Im 68er-Slang würde man wohl von Spontis sprechen, nur um irgendein adäquates Wort für diese wilde aber hochmotivierte Internetgruppe zu finden. „Wir haben keine feste Führung. Das ist spontane Selbstorganisation“ erklärt Mr. Hankypants, der als Unternehmer lieber anonym bleiben will. Zu viele schlechte Erfahrungen mit Cancel Culture. „Wer Bock hat, macht einfach etwas.“ Und viele Leute scheinen Bock zu haben und füllen die internen Channel #memes-mlpd und #memes-libertarismus jeden Tag aufs Neue. Freie Privatstädte, Corona-Protest, Staatskritik, Waffenrechte, Drogenlegalisierung, von „Hoppe statt Höcke“, bis „Hayek Akbar“; die MLPD ist auch thematisch breit aufgestellt.
Diese Offenheit hat natürlich auch ihre Kehrseite: „Rechte Trolle, Linke Trolle, da haben wir schon ein Auge drauf.“ erklärt mein Gesprächspartner, „Einmal hat jemand sogar einen unserer Accounts in die Hände gekriegt, da mussten wir dann mit allen anderen Accounts dagegen halten – bis er es aufgegeben hat.“ Mr Hankypants wirkt nicht, als ob ihm das große Sorgen bereitet. „Das ist halt der Preis für unsere Reichweite.“
Und tatsächlich kommen bei der MLPD die verschiedensten Leute zusammen, treffen sich, mit Plänen die weit über das Satireprojekt hinausgehen. Ein Webshop für die beliebten Propaganda-Poster ist in Arbeit, die Jugendgruppe Liberty Rising bietet inzwischen moderierte Themenabende und einen Minecraft-Server für Libertäre an, ein Verein für freiheitliche Netzpolitik ist in Gründung.

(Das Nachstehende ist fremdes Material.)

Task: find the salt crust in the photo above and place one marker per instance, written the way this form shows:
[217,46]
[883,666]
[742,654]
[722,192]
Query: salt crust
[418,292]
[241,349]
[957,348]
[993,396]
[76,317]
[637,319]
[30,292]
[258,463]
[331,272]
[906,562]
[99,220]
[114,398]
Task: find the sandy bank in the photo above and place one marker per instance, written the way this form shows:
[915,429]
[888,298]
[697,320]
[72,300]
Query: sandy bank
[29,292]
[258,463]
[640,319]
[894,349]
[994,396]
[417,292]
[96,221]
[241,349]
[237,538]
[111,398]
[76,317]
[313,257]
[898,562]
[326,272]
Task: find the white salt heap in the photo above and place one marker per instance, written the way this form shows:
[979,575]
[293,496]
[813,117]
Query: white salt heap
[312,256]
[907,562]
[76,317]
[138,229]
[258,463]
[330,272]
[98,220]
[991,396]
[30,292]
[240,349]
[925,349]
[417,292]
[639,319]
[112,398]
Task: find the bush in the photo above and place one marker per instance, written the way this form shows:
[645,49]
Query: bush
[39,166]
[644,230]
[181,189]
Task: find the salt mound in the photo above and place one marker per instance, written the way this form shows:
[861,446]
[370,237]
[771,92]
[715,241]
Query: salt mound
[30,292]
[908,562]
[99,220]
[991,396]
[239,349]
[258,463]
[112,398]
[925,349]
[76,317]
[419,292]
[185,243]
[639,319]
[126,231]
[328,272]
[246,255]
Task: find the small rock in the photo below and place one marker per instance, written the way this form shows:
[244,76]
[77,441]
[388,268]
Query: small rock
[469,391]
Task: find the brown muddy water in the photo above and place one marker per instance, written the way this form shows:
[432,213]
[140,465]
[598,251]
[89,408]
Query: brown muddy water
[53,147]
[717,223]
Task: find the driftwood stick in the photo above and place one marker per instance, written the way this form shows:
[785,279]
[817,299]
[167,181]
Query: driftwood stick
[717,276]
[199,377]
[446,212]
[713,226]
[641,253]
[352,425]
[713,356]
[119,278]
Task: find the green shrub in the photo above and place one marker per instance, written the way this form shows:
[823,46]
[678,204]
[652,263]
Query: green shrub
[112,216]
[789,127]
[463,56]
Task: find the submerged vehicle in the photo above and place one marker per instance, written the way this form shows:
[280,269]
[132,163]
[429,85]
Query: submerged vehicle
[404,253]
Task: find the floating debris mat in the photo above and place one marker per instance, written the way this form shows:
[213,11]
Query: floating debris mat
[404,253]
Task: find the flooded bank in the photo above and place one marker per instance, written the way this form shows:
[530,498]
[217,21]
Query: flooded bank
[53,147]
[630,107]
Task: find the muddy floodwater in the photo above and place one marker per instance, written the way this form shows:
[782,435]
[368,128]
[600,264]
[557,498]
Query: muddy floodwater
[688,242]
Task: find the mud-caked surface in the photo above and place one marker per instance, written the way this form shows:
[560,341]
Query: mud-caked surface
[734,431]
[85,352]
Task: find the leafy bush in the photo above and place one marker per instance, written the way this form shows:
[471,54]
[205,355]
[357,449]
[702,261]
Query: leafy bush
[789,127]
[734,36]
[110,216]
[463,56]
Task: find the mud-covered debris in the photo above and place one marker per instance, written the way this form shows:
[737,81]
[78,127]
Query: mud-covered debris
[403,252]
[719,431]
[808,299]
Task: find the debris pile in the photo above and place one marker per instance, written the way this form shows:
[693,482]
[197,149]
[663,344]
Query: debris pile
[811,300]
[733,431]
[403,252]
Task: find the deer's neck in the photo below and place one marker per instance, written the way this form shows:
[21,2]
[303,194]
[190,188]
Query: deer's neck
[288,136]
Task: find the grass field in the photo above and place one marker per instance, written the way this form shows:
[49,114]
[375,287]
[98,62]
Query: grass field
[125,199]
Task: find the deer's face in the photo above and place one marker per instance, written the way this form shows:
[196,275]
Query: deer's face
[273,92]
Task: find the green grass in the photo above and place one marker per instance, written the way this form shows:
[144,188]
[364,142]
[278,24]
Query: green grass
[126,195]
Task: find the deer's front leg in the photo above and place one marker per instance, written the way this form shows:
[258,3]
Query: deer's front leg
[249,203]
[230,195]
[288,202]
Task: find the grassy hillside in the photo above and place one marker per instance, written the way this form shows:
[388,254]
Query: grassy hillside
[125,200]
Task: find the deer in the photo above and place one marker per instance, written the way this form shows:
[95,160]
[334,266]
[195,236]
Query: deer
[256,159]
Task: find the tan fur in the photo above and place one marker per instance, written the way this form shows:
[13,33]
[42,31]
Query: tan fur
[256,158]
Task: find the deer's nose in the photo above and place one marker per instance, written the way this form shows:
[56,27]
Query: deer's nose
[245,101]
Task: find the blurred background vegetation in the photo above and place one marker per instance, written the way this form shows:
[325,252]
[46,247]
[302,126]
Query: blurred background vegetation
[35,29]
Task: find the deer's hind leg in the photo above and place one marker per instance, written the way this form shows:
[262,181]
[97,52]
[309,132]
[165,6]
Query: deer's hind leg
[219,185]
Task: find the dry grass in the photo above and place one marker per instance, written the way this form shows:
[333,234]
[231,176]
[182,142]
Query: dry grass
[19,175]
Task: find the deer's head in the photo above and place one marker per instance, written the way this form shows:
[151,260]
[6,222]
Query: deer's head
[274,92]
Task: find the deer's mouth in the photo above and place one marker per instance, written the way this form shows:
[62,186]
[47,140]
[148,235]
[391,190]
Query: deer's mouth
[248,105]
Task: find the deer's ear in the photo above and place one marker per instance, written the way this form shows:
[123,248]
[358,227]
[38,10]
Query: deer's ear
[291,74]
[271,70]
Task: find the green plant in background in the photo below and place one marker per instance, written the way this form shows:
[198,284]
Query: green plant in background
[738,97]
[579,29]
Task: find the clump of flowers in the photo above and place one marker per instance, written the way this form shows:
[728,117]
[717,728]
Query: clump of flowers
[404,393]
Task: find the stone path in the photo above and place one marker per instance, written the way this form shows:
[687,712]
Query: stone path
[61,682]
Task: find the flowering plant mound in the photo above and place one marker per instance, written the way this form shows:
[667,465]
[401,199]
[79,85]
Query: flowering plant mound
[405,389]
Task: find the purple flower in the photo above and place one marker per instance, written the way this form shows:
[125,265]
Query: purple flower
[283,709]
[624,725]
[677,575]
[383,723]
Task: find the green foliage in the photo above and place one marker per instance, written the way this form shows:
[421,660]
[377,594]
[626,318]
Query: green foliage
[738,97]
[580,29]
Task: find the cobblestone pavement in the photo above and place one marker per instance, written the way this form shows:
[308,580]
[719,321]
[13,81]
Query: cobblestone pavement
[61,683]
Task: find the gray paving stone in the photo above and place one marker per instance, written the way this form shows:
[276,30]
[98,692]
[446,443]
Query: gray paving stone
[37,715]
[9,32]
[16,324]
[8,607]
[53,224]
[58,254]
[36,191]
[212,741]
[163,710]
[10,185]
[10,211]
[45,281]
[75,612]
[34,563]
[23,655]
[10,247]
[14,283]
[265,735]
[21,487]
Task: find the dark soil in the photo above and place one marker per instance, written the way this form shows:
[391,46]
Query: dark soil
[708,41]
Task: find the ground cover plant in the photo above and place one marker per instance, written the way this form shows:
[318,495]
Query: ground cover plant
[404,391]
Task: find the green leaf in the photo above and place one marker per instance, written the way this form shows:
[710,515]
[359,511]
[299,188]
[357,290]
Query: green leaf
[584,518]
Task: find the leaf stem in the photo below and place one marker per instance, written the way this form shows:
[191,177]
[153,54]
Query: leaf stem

Inzwischen aber ist es deutlich nach Mitternacht. Die Voicechannels haben sich geleert, der endlose Strom an libertären Memes ist zu einem Rinnsal ausgedünnt. Nachtruhe. Sie wird nicht lange halten, denke ich, während ich mich von der libertären Fliterblase verabschiede. Geht fast zu leicht, mit so einem „Ausloggen“-Button.
Wer mehr über die MLPD erfahren und selbst einmal mitdiskutieren will, kann dies leicht tun: Der Discord heißt: https://www.die-marktradikalen.cc/discord Das offene Projekt mit hunderten Forumbewohnern freut sich besonders über Leute, die Lust auf Social-Media haben.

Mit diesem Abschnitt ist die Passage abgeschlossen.